The antiplasmodial effect of ethanolic leaf extract of Phyllanthus amarus on the biomarkers of renal function was investigated. The phytochemical constituents of the extract were screened. The renal function markers investigated include levels of uric acid, creatinine, urea and electrolytes (HCO₃^-, Na⁺, K⁺ and Cl^-) in serum of Plasmodium berghei infected mice treated with P. amarus. Twenty-five (25) adult mice (22-27g bwt) randomly divided into 5 groups (n= 5/grp) were used. Group 1; Normal control (uninfected and untreated), Group 2; malarial control (infected with P. berghei and untreated), Group 3; infected and treated with Pyllanthus amarus leaf extract (200mg/kg bwt), Group 4; uninfected but treated with same dose of Phyllanthus amarus and Group 5; standard control (infected and treated with quinine, 5mg/kg). Each group was so treated for 5 days and on the 6^th day the animals were sacrificed under chloroform anaesthesia after an overnight fast. Whole blood samples were obtained by cardiac puncture and then, prepared for biochemical assay using standard methods. Results show that P. berghei malaria infection significantly (p<0.05) increases serum uric acid (9.68±0.21mg/dl), creatinine (1.60±0.26mg/dl) and urea (47.46±0.24mg/dl), but reduced (p<0.05) electrolytes` (Na⁺: 106.40±10.10mEq/L, K⁺:2.20±0.42mEq/L, Cl^-: 60.00±14.38mEq/L and HCO₃^-: 10.98±2.64mEq/L) levels when compared with the control mice.

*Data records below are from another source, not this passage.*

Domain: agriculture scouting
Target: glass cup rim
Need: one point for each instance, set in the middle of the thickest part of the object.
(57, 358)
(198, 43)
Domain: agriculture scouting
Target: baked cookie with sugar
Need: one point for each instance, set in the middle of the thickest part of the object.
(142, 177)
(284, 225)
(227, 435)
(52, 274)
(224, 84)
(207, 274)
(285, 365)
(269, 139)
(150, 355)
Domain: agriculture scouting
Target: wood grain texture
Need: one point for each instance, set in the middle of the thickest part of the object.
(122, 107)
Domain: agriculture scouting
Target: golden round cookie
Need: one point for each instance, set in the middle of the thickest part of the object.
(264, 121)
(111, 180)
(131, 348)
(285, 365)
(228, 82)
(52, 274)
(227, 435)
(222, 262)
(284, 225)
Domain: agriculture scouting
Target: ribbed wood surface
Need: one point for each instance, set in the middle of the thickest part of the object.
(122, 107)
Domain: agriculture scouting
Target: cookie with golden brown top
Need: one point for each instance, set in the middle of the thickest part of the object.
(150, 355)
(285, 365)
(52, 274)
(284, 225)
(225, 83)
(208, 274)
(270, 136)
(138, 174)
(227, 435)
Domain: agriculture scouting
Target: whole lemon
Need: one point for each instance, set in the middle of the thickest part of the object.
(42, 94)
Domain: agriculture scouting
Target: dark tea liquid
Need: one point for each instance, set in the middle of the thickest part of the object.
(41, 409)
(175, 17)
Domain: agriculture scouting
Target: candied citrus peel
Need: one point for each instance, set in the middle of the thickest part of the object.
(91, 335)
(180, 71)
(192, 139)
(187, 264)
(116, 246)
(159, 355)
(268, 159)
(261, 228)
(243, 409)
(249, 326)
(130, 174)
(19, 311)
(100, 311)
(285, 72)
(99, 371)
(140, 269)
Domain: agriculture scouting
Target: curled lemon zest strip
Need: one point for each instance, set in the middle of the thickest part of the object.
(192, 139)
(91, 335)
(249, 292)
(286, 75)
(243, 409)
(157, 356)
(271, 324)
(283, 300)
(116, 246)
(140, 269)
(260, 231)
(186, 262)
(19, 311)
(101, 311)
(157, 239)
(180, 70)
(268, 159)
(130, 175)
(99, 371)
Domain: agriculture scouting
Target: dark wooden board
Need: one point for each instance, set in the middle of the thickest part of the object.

However, treatment of the malaria infection with P. amarus abated the malaria effects in a manner that compares well with the standard quinine treatment and there were no significant differences compared with the control values. The extract and quinine suppressed Plasmodium by 94.5% and 94.7%, respectively in experimental mice. Phytochemicals identified in the leaf extract include alkaloids, flavonoids, tannins, saponins, terpenoids and glycosides. Results indicate that malarial infection induces renal dysfunction. However, this compromise could be mitigated by the ethanolic leaf extract of P. amarus probably because of its potent in vivo antiplasmodial activity arising from its active phytochemicals. It would therefore be worthwhile to purify and extract the active components of the herb, by a bioassay-guided isolation. With the enriched fractions or the pure compounds, researchers would be able to assess the parasite life phase on which the plant extract is most active.